HDU-1610-Count the Colors [Line Segment tree is also]

 

Count the Colors

 

Time Limit: 2 Seconds
Memory Limit: 65536 KB

Painting some colored segments on a line, some previusly painted segments may be covered by some of the subsequent ones.

Your task is counting the segments of different colors you can see at last.

Input

The first line of each data set contains exactly one integer n, 1 <= n <= 8000, equal to the number of colored segments.

Each of the following n lines consists of exactly 3 nonnegative integers separated by single spaces:

X1 x2 c

X1 and x2 indicate the left endpoint and right endpoint of the segment, c indicates the color of the segment.

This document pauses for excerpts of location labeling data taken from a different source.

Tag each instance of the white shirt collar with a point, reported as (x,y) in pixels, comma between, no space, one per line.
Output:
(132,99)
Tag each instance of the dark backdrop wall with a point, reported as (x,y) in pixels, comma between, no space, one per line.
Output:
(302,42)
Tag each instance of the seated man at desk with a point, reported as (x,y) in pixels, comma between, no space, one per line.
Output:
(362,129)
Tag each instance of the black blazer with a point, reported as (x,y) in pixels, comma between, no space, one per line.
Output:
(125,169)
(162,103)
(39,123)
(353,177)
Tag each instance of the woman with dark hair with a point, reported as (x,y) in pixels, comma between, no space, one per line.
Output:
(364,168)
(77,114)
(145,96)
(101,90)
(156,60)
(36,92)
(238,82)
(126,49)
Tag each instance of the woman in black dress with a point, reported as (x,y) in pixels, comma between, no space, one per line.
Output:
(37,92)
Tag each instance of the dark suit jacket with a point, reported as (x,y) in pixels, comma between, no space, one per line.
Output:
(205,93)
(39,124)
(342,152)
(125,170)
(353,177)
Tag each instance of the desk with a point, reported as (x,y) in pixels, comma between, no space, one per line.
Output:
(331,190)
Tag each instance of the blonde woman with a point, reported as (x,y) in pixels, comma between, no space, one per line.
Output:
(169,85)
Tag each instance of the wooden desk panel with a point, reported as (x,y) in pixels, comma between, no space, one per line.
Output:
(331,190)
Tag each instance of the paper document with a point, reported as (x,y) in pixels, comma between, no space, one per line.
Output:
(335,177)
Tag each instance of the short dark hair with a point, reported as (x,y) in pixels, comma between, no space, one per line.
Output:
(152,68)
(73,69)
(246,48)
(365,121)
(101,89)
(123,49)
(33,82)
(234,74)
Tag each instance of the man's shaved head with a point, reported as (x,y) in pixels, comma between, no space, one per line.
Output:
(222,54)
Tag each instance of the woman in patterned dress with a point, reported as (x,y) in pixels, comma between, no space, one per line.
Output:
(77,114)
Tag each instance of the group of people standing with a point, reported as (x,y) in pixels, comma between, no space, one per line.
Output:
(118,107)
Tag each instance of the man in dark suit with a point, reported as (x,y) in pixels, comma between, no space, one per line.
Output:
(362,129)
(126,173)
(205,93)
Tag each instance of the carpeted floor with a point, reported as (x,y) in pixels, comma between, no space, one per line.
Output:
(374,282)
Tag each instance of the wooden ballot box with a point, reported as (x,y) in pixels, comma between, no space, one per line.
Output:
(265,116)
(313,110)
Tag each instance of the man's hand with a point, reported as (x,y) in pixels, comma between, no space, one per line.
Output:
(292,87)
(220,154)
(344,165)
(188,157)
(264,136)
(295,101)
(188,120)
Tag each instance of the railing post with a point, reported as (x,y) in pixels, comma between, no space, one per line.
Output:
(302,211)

All the numbers are in the range [0, 8000], and they are all integers.

Input may contain several data set, process to the end of file.

Output

Each line of the output shoshould contain a color index that can be seen from the top, following the count of the segments of this color, they shocould be printed according to the color index.

If some color can't be seen, you shouldn't print it.

Print a blank line after every dataset.

Sample Input

5
0 4 4
0 3 1
3 4 2
0 2 2
0 2 3
4
0 1 1
3 4 1
1 3 2
1 3 1
6
0 1 0
1 2 1
2 3 1
1 2 0
2 3 0
1 2 1

Sample Output

1 1
2 1
3 1

1 1

0 2
1 1

 

Code:

 

The meaning of the question is wrong... I thought it was the number of the same colors for each small segment...

It turns out that if two segments of the same color are adjacent, a segment will be merged...

Dizzy, I thought the sample output gave an error.

Attach the idiot code for future reference!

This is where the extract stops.